Over the past year, five protestors have been killed by live ammunition, he says.
A man with a Palestinian flag is telling people that it is time to go.
“They use rubber bullets next and real bullets. There will be snipers in the fields. We cut the fence. If we are stupid we would stay.” he says.
And people move up the path, away from the gas.
A woman from Spain says that she comes to these protests to show her support for the Palestinian cause.
Her eyes are puffy and red.
“No, these protests don’t make change. But it gives them a sense of achievement, that they are still resisting the occupation.”
We get back to the village and people walk to Yousef’s grave – the man shot dead in the village two weeks ago. They stand silently.
And then it is time to catch the final service taxi back to Ramallah. Leaving Ni’ilin, Israeli soldiers are at the entrance of the town. With sunglasses and M-16s. There is a queue of cars, waiting to be let through.

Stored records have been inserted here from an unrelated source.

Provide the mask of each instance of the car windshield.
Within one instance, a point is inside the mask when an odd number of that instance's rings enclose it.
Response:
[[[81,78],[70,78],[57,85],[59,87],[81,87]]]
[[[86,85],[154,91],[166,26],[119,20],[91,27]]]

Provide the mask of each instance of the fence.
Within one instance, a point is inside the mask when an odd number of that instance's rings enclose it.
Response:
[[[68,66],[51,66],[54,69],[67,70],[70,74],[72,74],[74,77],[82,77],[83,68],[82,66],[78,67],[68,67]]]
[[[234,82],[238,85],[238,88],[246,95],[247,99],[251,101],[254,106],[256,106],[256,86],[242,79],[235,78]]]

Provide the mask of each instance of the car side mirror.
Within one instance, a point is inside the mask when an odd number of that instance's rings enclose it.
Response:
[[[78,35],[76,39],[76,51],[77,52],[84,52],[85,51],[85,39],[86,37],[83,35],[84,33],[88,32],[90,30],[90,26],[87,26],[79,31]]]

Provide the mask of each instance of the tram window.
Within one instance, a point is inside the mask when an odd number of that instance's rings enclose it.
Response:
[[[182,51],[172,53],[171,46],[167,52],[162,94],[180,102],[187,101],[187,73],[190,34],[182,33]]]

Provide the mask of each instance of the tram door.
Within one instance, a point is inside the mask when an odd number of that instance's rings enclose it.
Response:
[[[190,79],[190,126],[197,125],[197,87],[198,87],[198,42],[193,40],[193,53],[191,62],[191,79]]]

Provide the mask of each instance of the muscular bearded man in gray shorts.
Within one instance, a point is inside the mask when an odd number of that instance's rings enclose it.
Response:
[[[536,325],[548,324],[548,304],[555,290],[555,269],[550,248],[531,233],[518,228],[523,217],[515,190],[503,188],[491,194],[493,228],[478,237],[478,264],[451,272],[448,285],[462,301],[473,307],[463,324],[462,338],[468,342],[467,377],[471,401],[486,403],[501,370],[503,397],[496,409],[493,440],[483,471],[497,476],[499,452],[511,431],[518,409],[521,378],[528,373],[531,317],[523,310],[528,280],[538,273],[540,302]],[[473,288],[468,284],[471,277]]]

An hour later I am standing at Calandria checkpoint.
Waiting at a turnstile gate.
A man is getting yelled at by an official sitting behind bullet-proof glass. He doesn’t have the correct paperwork.
I had seen him on the bus from Ramallah to Calandria. We were driving beside the huge concrete slabs of the West Bank Wall. Graffitti covered it.
Some writing in huge block letters: CTRL-ALT-DELETE.